PickingupthePieces said:


> _Posted via Mobile Device_


Thanks for the replies.
Chances of R are at about 2% on the high side now.
We are still living together and I can't help (for better or worse) irritating her at every opportunity I get.
Tonight I came right out and asked if a good mother or father would do this to their family? Fair question?
She gets very upset when her motherhood skills are question, because quite frankly she was a great mother for 10.5 years.
But the undeniable truth is that the proof is in the pudding. I asked if her best friends husband did this to her would you consider him a good father?
No answer. When I'm with her I hate her, when I'm not I think life is empty.
I just need to man up and get this D going, but need to consider a few things.
If she leaves the house (prior to any legal agreements)under terms agreeable by both for the kids, does she have any mortgage responsibilities if its half in her name?
What about separating instead of divorcing right away?
Not for R purposes, but for me to get time to gather some$ to buy the house out and to set a presidency with future judge about being a great dad half the time hoping to guarantee similar future arrangements. One negative is she would still be accruing my pension credits.
Any suggestions on this?
_Posted via Mobile Device_


----------



## Machiavelli (Feb 25, 2012)

PickingupthePieces said:


> My marriage of 17 yrs with 2 wonderful kids 5,11 was flipped on its head 4 weeks ago by the bombshell my stbx dropped about an affair she is having.

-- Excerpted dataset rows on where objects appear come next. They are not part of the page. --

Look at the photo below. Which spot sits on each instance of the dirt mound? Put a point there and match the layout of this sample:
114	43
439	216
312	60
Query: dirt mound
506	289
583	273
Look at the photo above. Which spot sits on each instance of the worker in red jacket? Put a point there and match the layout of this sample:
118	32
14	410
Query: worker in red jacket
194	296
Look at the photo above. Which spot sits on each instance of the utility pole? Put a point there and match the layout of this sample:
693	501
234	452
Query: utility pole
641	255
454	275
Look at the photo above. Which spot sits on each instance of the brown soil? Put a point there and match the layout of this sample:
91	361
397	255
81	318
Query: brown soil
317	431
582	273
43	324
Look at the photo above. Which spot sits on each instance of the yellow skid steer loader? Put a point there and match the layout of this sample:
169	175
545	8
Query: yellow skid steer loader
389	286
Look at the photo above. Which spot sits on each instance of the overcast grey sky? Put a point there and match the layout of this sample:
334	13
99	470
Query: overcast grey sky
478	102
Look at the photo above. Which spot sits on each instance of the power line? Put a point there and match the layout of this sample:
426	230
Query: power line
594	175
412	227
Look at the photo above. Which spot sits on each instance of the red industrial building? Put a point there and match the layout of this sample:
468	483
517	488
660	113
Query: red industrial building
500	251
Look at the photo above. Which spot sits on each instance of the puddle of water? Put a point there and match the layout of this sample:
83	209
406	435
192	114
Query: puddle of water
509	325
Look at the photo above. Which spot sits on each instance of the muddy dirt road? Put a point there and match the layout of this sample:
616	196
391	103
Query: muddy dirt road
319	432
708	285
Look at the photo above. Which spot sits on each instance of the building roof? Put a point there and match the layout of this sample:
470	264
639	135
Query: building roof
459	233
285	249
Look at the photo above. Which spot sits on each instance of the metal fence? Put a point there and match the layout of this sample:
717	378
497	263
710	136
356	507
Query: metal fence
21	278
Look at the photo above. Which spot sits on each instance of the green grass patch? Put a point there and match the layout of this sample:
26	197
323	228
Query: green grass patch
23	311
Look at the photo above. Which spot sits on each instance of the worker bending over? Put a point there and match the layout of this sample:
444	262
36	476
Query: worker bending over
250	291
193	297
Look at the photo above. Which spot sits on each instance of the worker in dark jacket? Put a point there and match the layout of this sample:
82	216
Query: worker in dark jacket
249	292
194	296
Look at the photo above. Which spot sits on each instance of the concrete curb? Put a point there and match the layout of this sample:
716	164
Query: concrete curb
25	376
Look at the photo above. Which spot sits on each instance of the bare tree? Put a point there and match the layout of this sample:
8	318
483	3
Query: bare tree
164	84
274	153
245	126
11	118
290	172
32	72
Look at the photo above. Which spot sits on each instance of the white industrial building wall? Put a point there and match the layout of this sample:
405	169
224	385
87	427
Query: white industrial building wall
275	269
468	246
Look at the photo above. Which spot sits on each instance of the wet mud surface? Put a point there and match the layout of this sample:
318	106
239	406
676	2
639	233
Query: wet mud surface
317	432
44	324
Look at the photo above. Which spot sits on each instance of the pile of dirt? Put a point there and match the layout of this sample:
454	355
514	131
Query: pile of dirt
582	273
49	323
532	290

"The Experts" say the two most dangerous periods for WWs is 4-7 (Seven Year Itch) and 12-14 (Round Two) years into a relationship. Alternatively, other "experts" say the hot zone is when the youngest child is around age 4. Sounds like your WW is hitting on all cylinders. 

Is she about 40?

How long has the affair been going on? 

Does she work and who makes more?



PickingupthePieces said:


> I had no idea whatsoever, we were the ideal family who did everything together.
> We eat dinner together everynight, shopping, marketing, school functions, sports you name it.
> 
> Of course looking back I see the subtle hints and clues that I neglected, but never thought this could happen to me/us.
> ...


Pain for the kids is just starting. In fact, I would say that trying to avoid that pain is the one and only reason to consider the big R. People don't like it, but the evidence is pretty overwhelming IMHO that kids do better all around in an intact household with both biological parents.

However, if you don't have kids, and sometimes even with kids, it's just about always best to divorce. It's much easier on the BH. The WW, with rare exception, doesn't seem to be bothered too much either way. If your wife is the rare exception, you might consider R.



PickingupthePieces said:


> Its been only 4 weeks since she told me but it seems like a lifetime in my head.
> The what ifs and why nots consumed me the 1st few weeks but I have recently come to the conclusion that I cant do anything about those.
> 
> We had about 5 days of solid makeup (probably her guilt)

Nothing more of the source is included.